It’s Not About the Burqa
A collection of essays explains what it is to be Muslim - and feminist
In April, following a spate of suicide attacks, Sri Lanka banned the burqa and face veils in public, amid protests that the decision violates women's right to practise their religion freely. Similar demands have been routinely raised in other countries too. In a world where a growing body of research points to a rise in Islamophobia, It's Not About the Burqa is a timely collection of essays by Muslim women in the U.K. - poets, writers, journalists, lawyers, engineers, researchers - on a panoply of subjects ranging from clothing and sex to marriage, divorce, discrimination, immigration, mental health and representation.
In the first essay, author Mona Eltahawy speaks of how Muslim women are caught "between a rock - an Islamophobic and racist right wing that is eager to demonize Muslim men, and to that end uses our words and the ways we resist misogyny within our Muslim communities - and a hard place: our Muslim communities that are eager to defend Muslim men, and to that end try to silence us." It is a short essay calling for nothing short of a revolution. It sets the tone for the rest of the book: pleasing everyone is impossible, so upsetting the apple cart is a necessary precondition for any change.

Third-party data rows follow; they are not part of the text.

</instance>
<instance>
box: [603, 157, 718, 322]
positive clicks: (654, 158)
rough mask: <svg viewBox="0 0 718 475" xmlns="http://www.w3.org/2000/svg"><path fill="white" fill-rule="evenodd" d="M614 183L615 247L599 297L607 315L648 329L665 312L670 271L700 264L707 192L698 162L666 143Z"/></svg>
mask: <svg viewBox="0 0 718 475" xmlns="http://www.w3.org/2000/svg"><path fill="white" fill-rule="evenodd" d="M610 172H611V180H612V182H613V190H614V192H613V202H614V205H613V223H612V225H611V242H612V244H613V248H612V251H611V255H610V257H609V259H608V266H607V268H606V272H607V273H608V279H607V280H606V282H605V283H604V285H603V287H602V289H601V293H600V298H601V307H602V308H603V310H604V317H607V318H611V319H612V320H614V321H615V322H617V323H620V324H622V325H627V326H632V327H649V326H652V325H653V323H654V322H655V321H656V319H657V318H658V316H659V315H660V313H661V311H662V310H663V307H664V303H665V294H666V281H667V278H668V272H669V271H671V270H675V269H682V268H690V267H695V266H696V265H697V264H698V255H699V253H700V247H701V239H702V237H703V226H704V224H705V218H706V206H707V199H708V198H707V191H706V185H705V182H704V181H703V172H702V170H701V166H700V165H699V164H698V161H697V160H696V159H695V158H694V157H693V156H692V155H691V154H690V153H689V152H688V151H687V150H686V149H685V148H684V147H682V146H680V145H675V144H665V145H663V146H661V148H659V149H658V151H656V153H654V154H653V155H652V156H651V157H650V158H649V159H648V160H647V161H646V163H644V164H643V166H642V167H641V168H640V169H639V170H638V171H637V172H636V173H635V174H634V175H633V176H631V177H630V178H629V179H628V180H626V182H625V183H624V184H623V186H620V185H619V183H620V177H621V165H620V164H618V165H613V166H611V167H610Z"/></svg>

In 'The First Feminist', Sufiya Ahmed writes about her role model, the Prophet's wife, Khadija bint Khuwaylid. Through her story, she unpacks many stereotypes surrounding Muslim women - what Islam teaches versus the many interpretations of these teachings. In fact, the dissonance between what is preached and practised is a common thread through the book. These women go against the tide - Saima Mir at 25 walks out of her second marriage, despite honour being the "strongest currency in South Asian families"; Salma El-Wardany has her first sexual experience with a white man outside marriage and speaks of the need for more conversations on sex within the community; Afshan D'souza-Lodhi writes on her love-hate relationship with the hijab. In some essays the women grapple with seeming contradictions - being Muslim and feminist, or being Muslim and queer. One particularly brilliant essay by Nafisa Bakkar examines the representation of Muslim women today and its disquieting link with capitalism.
The book provides a collection of diverse experiences and opinions, a refreshing change from the staid representation in the mainstream media of the Muslim community as a monolith. But while some essays are very good, some others, such as Afia Ahmed's and Raifa Rafiq's, pale in comparison.
The new Prime Minister of the U.K., Boris Johnson, sparked outrage last year when he suggested that women wearing the burqa looked like "letter boxes" and "bank robbers". In a world where controversial leaders are at the helm in many countries and minorities are under attack, this is an essential and engaging read.